If you think about it, it’s ironic that the Dragon Ball franchise even bothers with movies. The idea of a film based off of a TV series is to go bigger. But Dragon Ball Super is already big. By design it swings for the fences every time, with as many episodes as necessary given to any big fight. What can a movie do that the show can’t already?

Focus. Apparently a 100 minute running time can do wonders for something like Dragon Ball.

There have already been 19 films overall released in the Dragon Ball franchise, with three of those featuring the titular character Broly. It doesn’t seem like any of them hit like the new one has.
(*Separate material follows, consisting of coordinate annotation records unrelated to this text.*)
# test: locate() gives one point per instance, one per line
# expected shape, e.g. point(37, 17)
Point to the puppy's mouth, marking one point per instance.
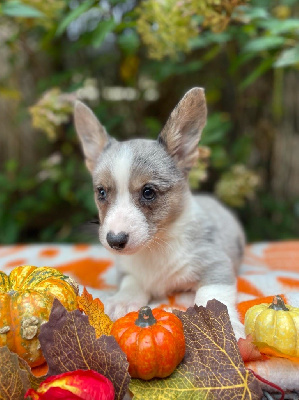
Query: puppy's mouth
point(122, 243)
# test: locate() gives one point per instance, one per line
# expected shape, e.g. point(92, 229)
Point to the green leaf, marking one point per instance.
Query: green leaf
point(277, 26)
point(249, 13)
point(129, 42)
point(264, 43)
point(288, 57)
point(72, 15)
point(103, 28)
point(257, 72)
point(17, 9)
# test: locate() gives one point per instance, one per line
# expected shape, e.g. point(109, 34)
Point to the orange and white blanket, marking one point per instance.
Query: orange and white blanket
point(268, 269)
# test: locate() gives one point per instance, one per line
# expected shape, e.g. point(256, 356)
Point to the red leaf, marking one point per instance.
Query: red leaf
point(80, 385)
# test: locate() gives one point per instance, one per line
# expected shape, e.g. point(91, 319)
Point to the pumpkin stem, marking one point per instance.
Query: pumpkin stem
point(278, 304)
point(145, 317)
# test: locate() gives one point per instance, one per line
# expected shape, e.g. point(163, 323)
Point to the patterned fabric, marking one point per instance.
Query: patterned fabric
point(268, 269)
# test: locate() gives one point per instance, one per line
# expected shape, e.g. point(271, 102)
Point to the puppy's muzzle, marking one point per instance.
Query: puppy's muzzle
point(117, 241)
It seems like it’s taken 30 years for Toei Animation to figure out how to tighten and perfect the formula. Or it could just be a flash in the pot.
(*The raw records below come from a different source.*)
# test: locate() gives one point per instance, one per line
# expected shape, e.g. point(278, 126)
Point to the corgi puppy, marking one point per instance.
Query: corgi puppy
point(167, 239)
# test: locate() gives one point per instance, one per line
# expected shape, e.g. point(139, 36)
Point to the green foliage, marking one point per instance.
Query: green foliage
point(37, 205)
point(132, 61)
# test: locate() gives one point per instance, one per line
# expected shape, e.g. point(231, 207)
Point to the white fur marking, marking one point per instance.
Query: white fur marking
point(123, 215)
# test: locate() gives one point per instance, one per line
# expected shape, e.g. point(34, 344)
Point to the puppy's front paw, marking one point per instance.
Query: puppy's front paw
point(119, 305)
The movie is an origin story for the three Saiyan leads, the starting point for the plot is like something out of a comedy, there’s obviously fighting, but then there’s dramatic character work. It comes together pretty well. I can’t get over how impressed I am by the whole thing.

The fight scenes were expected to be over the top spectacle, and they delivered. Characters shooting energy beams at each other and slamming one another through aspects of the landscape is as cool as you feel that sort of thing is, but if you’re not impressed by what they’re doing you can at least be impressed by the animation. Hyping up the action is the soundtrack. Prior to seeing the film, I read criticisms about the soundtrack’s incorporating, essentially, cheering sections for the characters while they battle. Hearing the names of characters during songs in anime is nothing new, but here it works like incorporating an audience into the soundtrack. I’ve seen enough fighting in Dragon Ball to not usually care when characters square off, but “Kakarot vs Broly” honestly got me excited. It also includes some notes that I think the series should revisit as a leitmotif for Goku himself. It helps when characters have a familiar song associated with them.

Which Broly himself has. The title card of the movie features a song simply called “Dragon Ball Super: Broly Theme,” which starts off fairly generic but introduces Broly’s leitmotif. This will be revisited from time to time in the film, and it’s a fairly flexible sound that can either reflect the power of this character or, really, his sorrow. Broly is a repressed guy. Broly’s life sucks.

While I don’t think this is necessarily the selling point of the film to most people, what has me thinking about it over a week later is the fact that I was made to sympathize so much with Broly in such a short period of time. This reboot of the character moves away from the idea that he’s a psychopathic monster. He’s a weapon of destruction, certainly, but mainly because his vengeful father raised him to be a weapon. You can tell by his costuming how dehumanized (for lack of a better term) he is – his father keeps a shock collar on him. Then he shares the story of a creature on their planet that his father made it a point to make into the enemy. Because he feared that Broly was playing and not actually training. The green cloth he wears around his waist is the ear of the creature, which his father had cut off. He says that he’s been allowed to wear it in order to remember his only friend.

You learn about this upsetting episode from a soft-spoken Broly before he faces off with the Dragon Ball anti-hero Vegeta. Early into the fight, Broly is losing. Badly. And as Vegeta is about to deliver a death blow, it doesn’t feel right. The audience cannot get behind Vegeta, and they’re not supposed to. The director has successfully played the audience, turning their support from one of the longtime heroes to this new guy who doesn’t have it coming.

It’s effective storytelling. The audience ends up invested in a way that they didn’t expect. From defaultively supporting the Z-fighters to actively not wanting to see Broly lose. At least for a while. Of course things get worse, as is the Dragon Ball way. But it was a damn good ride.

Interestingly, this doesn’t make me more interested in the return of Dragon Ball Super on TV later this year. There’s no good follow-up for this. Another long storyline can’t match the impact of this story. It’s all just going to seem drawn out in comparison. It’ll be fun, but it just won’t be Broly. I think this is a high mark that even the next film, which I’m sure they’re so eager to make now, probably won’t even come near. But peaking at film 20 is nothing to be ashamed of.